Many social, charitable and editorial initiatives were born as a "side effect" of Don Giacomo's faith. Personally, I was able to experience the season of Il Sabato and 30Giorni. I remember memorable disputes, such as that on the return of the ancient Pelagian and Gnostic heresies to contemporary Catholicism. Don Giacomo was the soul of it, a volcanic mind irreducible to secularist and clerical schemes. For those of us who knew his sufferings, it was very moving when an echo of those contents appeared to resound in the very heart of the Church. Cardinal Ratzinger's speech at the Rimini Meeting in 1990, while Il Sabato was under fire for the controversy over Pelagianism in the Church, was unforgettable, that is, the reduction of faith to morality and the eclipse of grace. "Pelagius' error is much more current than it seems, and Il Sabato has already said important things on this subject," the prefect of the former Holy Office replied to a question from journalists.

Cardinal Bergoglio was also a subscriber and read 30Giorni carefully. I was witness, along with many other friends, to various meetings between him and Don Giacomo. It was precisely a journalist from 30Giorni, Gianni Valente, who first met the archbishop of Buenos Aires. When he came to Rome, Bergoglio willingly went to dinner at the home of Gianni and his wife Stefania, and he concelebrated the Eucharist several times in the basilica of San Lorenzo al Verano where Don Giacomo’s friends gathered for mass on Saturday afternoon. Cardinal Bergoglio was particularly fond of him and wrote a beautiful recollection of him in 30Giorni when, ten years ago, on 19 April 2012, Don Giacomo left us.

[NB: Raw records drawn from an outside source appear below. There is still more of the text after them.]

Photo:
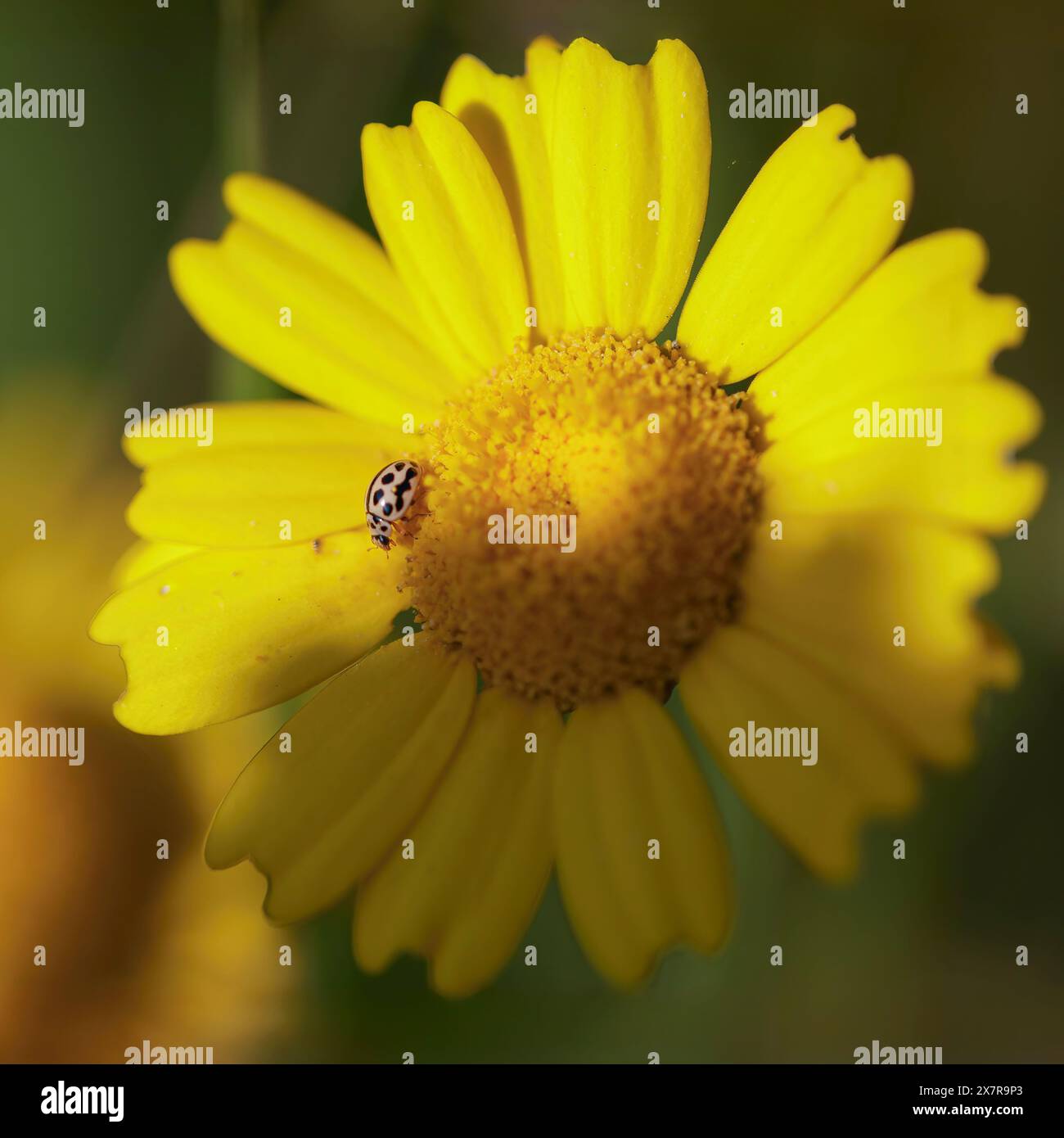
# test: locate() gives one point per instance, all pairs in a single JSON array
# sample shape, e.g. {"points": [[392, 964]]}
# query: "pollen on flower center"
{"points": [[649, 472]]}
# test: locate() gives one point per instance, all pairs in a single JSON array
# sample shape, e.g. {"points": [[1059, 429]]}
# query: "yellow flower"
{"points": [[136, 947], [755, 551]]}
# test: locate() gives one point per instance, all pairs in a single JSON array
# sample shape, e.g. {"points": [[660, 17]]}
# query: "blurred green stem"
{"points": [[239, 134]]}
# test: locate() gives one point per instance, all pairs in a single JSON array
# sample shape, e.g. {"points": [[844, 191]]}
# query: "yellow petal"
{"points": [[918, 318], [630, 166], [265, 423], [481, 854], [443, 218], [318, 327], [272, 496], [245, 630], [956, 470], [838, 592], [625, 779], [817, 218], [142, 559], [507, 116], [364, 756], [859, 768]]}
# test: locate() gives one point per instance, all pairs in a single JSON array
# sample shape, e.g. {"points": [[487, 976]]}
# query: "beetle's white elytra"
{"points": [[390, 495]]}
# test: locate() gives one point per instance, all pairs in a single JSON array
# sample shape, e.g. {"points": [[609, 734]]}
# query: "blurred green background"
{"points": [[916, 953]]}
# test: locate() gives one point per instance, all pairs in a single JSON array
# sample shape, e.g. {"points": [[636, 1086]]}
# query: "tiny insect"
{"points": [[390, 498]]}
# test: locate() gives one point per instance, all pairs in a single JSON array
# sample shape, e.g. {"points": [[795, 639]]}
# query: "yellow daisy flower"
{"points": [[134, 947], [537, 233]]}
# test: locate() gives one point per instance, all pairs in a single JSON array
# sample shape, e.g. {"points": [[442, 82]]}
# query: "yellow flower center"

As Pope, he then agreed to also write a preface to the reprinting of the booklet Chi prega si salva [Those who pray save themselves], the work Don Giacomo cared most about. This was born out of the need to offer a simple and useful tool to those of us who were approaching the sacrament of confession for the first time or returning to it after a long absence. It is also a compilation of the most beautiful prayers of the popular Christian tradition, which he made us rediscover and love. Don Giacomo often insisted that Christianity is "a simple story". So that simple little book – disseminated across the world – now has a double preface, one signed by Cardinal Joseph Ratzinger and the other signed by Francis. Don Giacomo, up there in heaven joyful with Don Giussani, reading all these lines of praise would now tell me that it is time to stop and rather say a Hail Mary for him. But it is us who are now asking him for this prayer, for our lives, for the whole world, for the Church of the Lord.